Senate Majority Leader Mitch McConnell called the Obama administration's rule to limit carbon emissions from power plants "a triumph of blind ideology over sound policy and honest compassion" that he said would put coal miners in his state out of jobs.
The Kentucky Republican slammed the Environmental Protection Agency rule, which was finalized Monday, as potentially illegal and said it would drive up energy costs. For Bluegrass State workers, that could mean unemployment, he said.
"These regulations would likely mean fewer jobs, shuttered power plants and higher electricity costs for families and businesses. I will not sit by while the White House takes aims at the lifeblood of our state's economy," McConnell said on the Senate floor.

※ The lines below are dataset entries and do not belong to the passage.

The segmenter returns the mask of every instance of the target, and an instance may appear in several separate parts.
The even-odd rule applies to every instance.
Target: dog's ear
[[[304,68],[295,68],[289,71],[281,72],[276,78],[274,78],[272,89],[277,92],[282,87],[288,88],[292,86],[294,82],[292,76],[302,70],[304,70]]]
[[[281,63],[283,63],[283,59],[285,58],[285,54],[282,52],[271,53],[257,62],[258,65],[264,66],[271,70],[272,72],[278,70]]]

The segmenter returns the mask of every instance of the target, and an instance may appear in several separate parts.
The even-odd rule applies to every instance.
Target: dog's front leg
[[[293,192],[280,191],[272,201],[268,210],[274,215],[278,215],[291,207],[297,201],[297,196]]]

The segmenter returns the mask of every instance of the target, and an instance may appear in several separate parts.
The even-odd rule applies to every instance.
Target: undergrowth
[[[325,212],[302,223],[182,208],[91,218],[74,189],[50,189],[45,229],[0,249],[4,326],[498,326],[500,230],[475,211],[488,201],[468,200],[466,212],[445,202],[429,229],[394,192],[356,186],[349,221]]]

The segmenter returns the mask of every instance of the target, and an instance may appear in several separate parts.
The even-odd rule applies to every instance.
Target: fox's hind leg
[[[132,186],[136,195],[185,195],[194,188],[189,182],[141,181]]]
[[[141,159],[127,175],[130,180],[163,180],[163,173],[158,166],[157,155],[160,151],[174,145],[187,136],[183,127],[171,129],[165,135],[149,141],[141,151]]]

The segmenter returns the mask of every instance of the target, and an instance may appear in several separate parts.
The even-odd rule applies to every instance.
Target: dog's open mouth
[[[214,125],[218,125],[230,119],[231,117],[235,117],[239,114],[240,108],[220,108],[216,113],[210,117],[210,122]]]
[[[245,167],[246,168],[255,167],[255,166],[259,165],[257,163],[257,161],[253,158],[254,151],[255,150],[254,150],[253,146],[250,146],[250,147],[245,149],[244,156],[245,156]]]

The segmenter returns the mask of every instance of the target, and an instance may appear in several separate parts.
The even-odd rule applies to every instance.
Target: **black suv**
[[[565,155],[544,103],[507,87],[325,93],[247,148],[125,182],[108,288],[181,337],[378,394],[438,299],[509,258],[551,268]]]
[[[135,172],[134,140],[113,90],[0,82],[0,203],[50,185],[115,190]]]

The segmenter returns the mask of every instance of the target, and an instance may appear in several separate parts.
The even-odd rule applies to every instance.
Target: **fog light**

McConnell has led the charge against the regulation. He has called on every state governor to avoid submitting state plans for complying with the EPA rule, due by September 2018, because he thinks the agency has exceeded its authority. McConnell also pledged to use the budget process and legislation to block the rule.
"This White House seems to want good politics, not good policy," McConnell said.
The power plant rule seeks to reduce U.S. electricity emissions 32 percent below 2005 levels by 2030 in an effort to slow climate change, which most climate scientists say is primarily caused by humans burning greenhouse gas-emitting fossil fuels. Reaching the EPA target would require shifting the electric grid from coal, which supplies 39 percent of U.S. power, to renewable energy and natural gas and by lowering overall energy consumption through energy-efficiency measures.
Republicans and coal-state Democrats have said environmental regulations are the main culprit for the coal industry's woes. But employment in that sector has long been declining due to increased mechanization, coal that is becoming increasingly more difficult and expensive to extract, and, most recently, competition from cheap natural gas as a result of the U.S. shale energy boom.
President Obama noted the coal industry had been on the downswing before the rule was proposed. He prodded Congress to enact legislation he proposed that would provide new funding for training laid-off Appalachian coal miners and sending new dollars for economic development projects in the region.
Obama further defended the regulation as "realistic, achievable and still ambitious" and criticized "special interests and their allies in Congress" for making what he said were false claims about the rule's economic impact.
"They'll say this plan is a 'war on coal' just to scare up votes," Obama said. "Communities across America have been losing coal jobs for decades."